Les résultats officiels de la présidentielle au Pérou, dont le candidat de la gauche radicale Pedro Castillo s’estime vainqueur, pourraient se faire attendre encore plusieurs jours, alors que sa rivale de droite, Keiko Fujimori, est menacée de retourner en prison.
M. Castillo était crédité jeudi soir de 50,20% des suffrages et sa rivale de la droite populiste Keiko Fujimori de 49,80%, soit un écart de 69.546 voix, selon l’Office national des processus électoraux (ONPE). Il a d’ores et déjà reçu les félicitations de plusieurs dirigeants de la région: Argentine, Nicaragua et Bolivie.
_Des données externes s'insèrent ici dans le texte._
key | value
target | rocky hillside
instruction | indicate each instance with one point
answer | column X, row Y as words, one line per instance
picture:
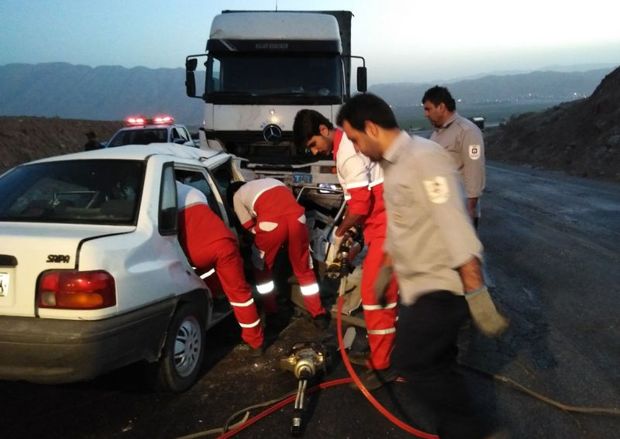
column 28, row 138
column 582, row 137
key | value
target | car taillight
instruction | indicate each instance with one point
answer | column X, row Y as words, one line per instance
column 68, row 289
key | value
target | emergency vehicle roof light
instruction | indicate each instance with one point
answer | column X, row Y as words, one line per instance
column 163, row 119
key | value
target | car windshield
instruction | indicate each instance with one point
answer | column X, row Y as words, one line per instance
column 142, row 136
column 73, row 191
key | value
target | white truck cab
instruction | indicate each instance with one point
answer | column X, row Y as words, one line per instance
column 262, row 67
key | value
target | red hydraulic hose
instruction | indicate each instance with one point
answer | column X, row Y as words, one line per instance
column 278, row 405
column 385, row 412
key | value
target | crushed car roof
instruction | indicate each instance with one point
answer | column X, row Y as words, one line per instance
column 138, row 152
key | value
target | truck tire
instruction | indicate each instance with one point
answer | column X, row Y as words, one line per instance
column 183, row 351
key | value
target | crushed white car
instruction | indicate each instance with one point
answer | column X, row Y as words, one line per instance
column 92, row 276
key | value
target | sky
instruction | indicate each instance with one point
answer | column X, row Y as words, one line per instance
column 402, row 41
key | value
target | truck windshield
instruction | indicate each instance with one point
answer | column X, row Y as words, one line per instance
column 274, row 78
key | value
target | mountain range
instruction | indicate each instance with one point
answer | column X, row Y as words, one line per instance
column 113, row 92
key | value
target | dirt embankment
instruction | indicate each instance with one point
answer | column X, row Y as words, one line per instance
column 581, row 138
column 28, row 138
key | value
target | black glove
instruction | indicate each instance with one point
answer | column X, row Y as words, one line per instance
column 384, row 276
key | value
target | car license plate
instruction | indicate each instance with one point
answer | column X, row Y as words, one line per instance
column 302, row 178
column 4, row 284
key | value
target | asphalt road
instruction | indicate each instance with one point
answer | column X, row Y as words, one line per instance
column 552, row 249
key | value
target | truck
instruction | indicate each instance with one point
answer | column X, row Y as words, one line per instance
column 262, row 67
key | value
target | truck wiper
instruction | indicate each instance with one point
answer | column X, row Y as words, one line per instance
column 232, row 93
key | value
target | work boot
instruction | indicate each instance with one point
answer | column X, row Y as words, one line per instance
column 359, row 358
column 374, row 378
column 321, row 321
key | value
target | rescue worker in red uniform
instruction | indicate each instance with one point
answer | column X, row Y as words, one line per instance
column 268, row 209
column 209, row 244
column 362, row 182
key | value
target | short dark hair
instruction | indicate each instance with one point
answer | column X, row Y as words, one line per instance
column 439, row 95
column 363, row 107
column 306, row 125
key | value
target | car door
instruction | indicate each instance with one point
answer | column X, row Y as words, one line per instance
column 200, row 179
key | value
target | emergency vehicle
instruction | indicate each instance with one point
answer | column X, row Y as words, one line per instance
column 262, row 67
column 139, row 130
column 92, row 276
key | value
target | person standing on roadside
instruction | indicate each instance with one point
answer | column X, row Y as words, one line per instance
column 462, row 139
column 435, row 253
column 362, row 183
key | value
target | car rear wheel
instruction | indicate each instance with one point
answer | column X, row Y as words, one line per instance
column 183, row 351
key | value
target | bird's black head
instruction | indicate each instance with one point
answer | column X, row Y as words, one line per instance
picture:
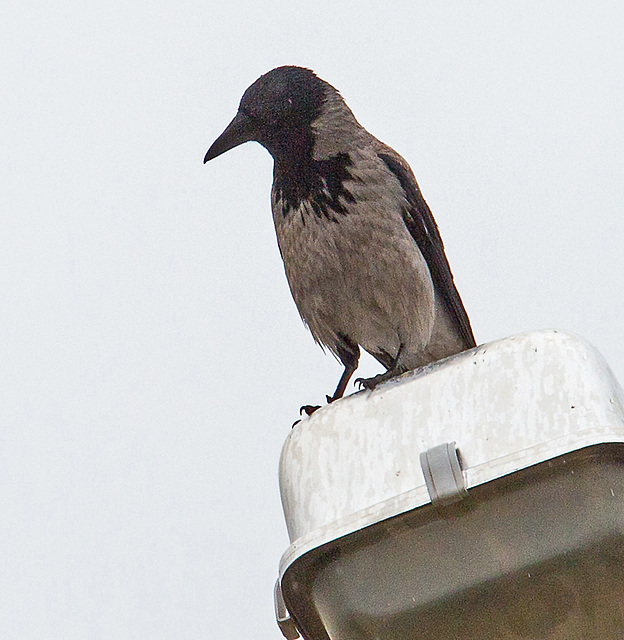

Mais Mme Fujimori conteste son avance et a demandé mercredi l’invalidation de quelque 200.000 bulletins, issus de 802 bureaux de vote, devant le Jury national électoral (JNE). Elle avait dénoncé lundi des “irrégularités”, des “indices de fraude” et “une claire intention de saboter la volonté du peuple”.
Une défaite la priverait de l’immunité présidentielle au moment où de nouvelles menaces d’emprisonnement pèsent sur elle.

Début mars, trente années de prison ont été requises à son encontre par le parquet et 22 ans contre son mari Mark Vito Villanella, dans le cadre de l’enquête sur le scandale Odebrecht, du nom du géant brésilien du BTP qui a reconnu avoir versé des pots-de-vin à de nombreux dirigeants latino-américains.
Jeudi, le procureur en charge de l’affaire, José Domingo Pérez, a réclamé que la liberté conditionnelle dont jouit la candidate depuis mai 2020 soit “révoquée”. Mme Fujimori a déjà passé 16 mois en détention provisoire dans cette affaire pour financement illicite de ses campagnes présidentielles passées.
“Il n’y a aucune crainte que se concrétise cette (demande de) prison préventive”, a toutefois assuré jeudi Mme Fujimori.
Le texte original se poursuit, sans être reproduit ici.